Наконец он произнес:
— Полагаю, ты тоже слышал.
Конечно, ответа он не услышал. Кемемкетри был умен, а уж придворный этикет знал до тонкости. Согласно древней традиции, к императору никто не имел права обращаться без прямого разрешения. Мало кто из императоров соблюдал так называемый Древний Протокол, но после смерти Ксерия остались лишь эти правила. Лук выстрелил, и теперь нужно все устраивать заново.
— Разрешаю тебе встать, — сказал Конфас — Отныне я отменяю Древний Протокол. Можешь смотреть мне в глаза, когда пожелаешь, великий магистр.
Двое белокожих рабов, галеоты или кепалоранцы, вынырнули из сумрака и подхватили старика под руки. Конфас был ошеломлен — прошедшие месяцы сильно сказались на старом дурне. По счастью, у него еще осталась сила, нужная Конфасу.
— Император, — прошептал седой колдун, пока рабы разглаживали складки на его шелковой ризе. — Бог Людей.
Да… Такого его новое имя.
— Скажи мне, великий магистр, что думает по этому поводу Имперский Сайк?
Кемемкетри смотрел на него пристально, изучающе, что, насколько помнил Конфас, всегда выводило из себя дядюшку. «Но не меня».

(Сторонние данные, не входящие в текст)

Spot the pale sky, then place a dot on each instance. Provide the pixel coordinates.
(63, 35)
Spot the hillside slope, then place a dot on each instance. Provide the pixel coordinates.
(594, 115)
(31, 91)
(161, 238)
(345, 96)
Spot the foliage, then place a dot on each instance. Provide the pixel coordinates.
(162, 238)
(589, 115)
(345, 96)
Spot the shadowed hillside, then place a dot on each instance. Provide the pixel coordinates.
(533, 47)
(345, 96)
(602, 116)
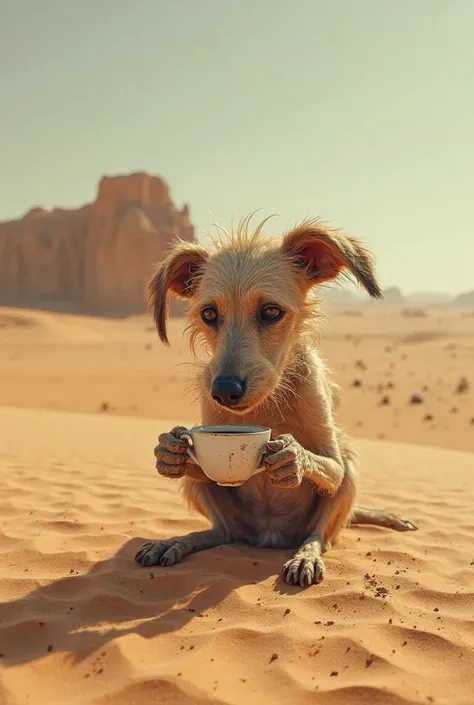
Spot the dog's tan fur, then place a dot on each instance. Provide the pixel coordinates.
(305, 502)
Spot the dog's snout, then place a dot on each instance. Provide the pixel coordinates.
(228, 391)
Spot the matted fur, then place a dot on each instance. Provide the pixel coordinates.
(305, 500)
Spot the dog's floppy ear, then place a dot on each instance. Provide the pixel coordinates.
(322, 254)
(178, 274)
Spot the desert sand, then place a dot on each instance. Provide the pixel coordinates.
(82, 401)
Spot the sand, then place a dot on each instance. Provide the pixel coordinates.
(80, 622)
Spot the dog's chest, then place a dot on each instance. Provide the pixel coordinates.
(268, 516)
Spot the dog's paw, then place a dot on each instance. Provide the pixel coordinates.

— Мы долго ждали, — сказал дряхлый адепт, — того, кто сможет по-настоящему воспользоваться нашими умениями… Ждали императора.
Конфас усмехнулся. Кемемкетри был способным человеком, и его раздражала власть неблагодарных. Он не мог похвалиться длинным списком предков — колдуны редко бывали родовиты. Он был из Широпти, потомок древних шайгекцев, много столетий назад сбежавших вслед за имперской армией после страшного поражения при Хупарне. Тот факт, что он все-таки стал великим магистром — широптийцы чаще становились ворами и ростовщиками, — говорил о его таланте.
Но можно ли ему доверять?
Из всех школ один Имперский Сайк подчинялся мирским властям. Ксерий, считавший всех людей столь же тщеславными и вероломными, как он сам, полагал, что они втайне негодуют на необходимость служить ему и презирают его недоверие. Адепты Имперского Сайка очень гордились тем, что соблюдали старинный Договор — документ, связывавший все школы с Кенеем и аспект-императором Поздней древности. Только Сайк хранил старинную верность. Остальных, особенно Багряных Шпилей, они считали почти узурпаторами, безрассудными наглецами, чья жадность угрожает самому существованию Немногих.
Люди вечно рассказывают возвеличивающие их истории, говорят о своем особом происхождении и исключительности, желая приукрасить неизбежную неприглядность фактов. Императору достаточно повторять за ними их истории, чтобы повелевать сердцами. Но эта аксиома ускользала от понимания Ксерия. Он слишком любил, чтобы все повторяли его собственную историю. Людьми движет лесть.
— Уверяю тебя, Кемемкетри, умения Имперского Сайка будут использованы уважительно и разумно, как предусматривает Договор. Лишь вы одни преодолели низость и распутство. Лишь вы сохранили верность и славу былого.